No doubt that the Buffalo shooting is tragic and motivated by hate, but retired Vanderbilt University professor Carol M. Swain believes we need to address the underlying issues that create this type of hate and division. She said our leaders need to bring people together by promoting an American identity instead of pushing identity politics.
“In that book, “The New White Nationalism,” I argue that we needed to reject identity politics and multiculturalism,” Swain said during an interview with NTD’s Capitol Report. “In America, we need to focus on the American national identity. And I think that that is where we need to be.”
“I think we are responsible, that because we are not addressing issues and grievances and problems in a way that brings people together, we are creating an atmosphere where these types of incidents will continue to occur,” Swain said.
On May 14, Payton Gendron, an 18-year-old white male, shot and killed 10 at a supermarket and left three injured; 11 who were shot were black. Gendron described himself as a white supremacist.
According to the manifesto Gendron posted online, he said he chose Buffalo because of strict laws governing gun ownership there and because it has a large black population.
Swain said the Buffalo incident should be looked at in the context of broader hate crimes. She also thinks that there needs to be less focus on inclusion, equity initiatives, and the differences among groups, and a greater focus on what unites us as Americans.
“What happened was tragic.

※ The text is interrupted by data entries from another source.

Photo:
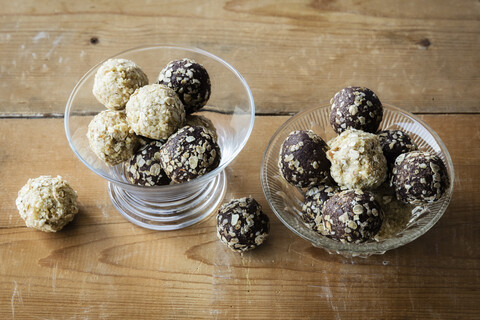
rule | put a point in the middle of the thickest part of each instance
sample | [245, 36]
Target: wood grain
[101, 266]
[421, 56]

But we also need to look at the subway incident, we also need to look at the hate crimes that take place involving other groups. And we need to look at ourselves and our leaders and how they’re responding,” Swain said.
“Right now, we have the critical race theory, the diversity, equity, inclusion being pushed upon the population in a way that divides people, it creates racial animosity and hatred.”
Swain said political leaders are stoking divisions and allowing those on the left who vandalized business and federal buildings in the 2020 riots to get away with violence.
“As long as politicians see political advantage to dividing people along racial lines, I think you’re going to have young people, you know, that have grievances, and they see racial double standards, and they get angrier and angrier,” Swain said.
“What we find is that, in this environment, the political parties are divided to a large extent. The Democrats see political advantage to dividing people along racial and ethnic lines. And with the Republicans, they’re too afraid to stand up.”
A crucial step toward building unity is allowing for free speech and open dialogue, she said.
“Unfortunately, we have created a society where people can’t talk. We would be much better off if we could talk freely,” said Swain.
“If we stood up for principles, old-fashioned Judeo-Christian principles, as well as the Civil Rights Act of 1964, Equal Protection Clause of the Constitution, if we kept taking things back to principled responses, then I think there would be less animosity,” she added.
President Joe Biden and First Lady Jill Biden went to Buffalo to visit the community that lost loved ones in the shooting. In his speech, the president called the shooting in Buffalo an act of “domestic terrorism,” invoked the Jan. 6 incident, and lumped the two together under the banner of white supremacy.
Swain called Biden’s remarks “pandering” saying, “When I look at Jan. 6, [it] has nothing to do with this young man in Buffalo, absolutely nothing.”
The vast majority of Jan. 6 protesters said that they were at the Capitol to voice their objection to the 2020 election irregularities and lack of election integrity.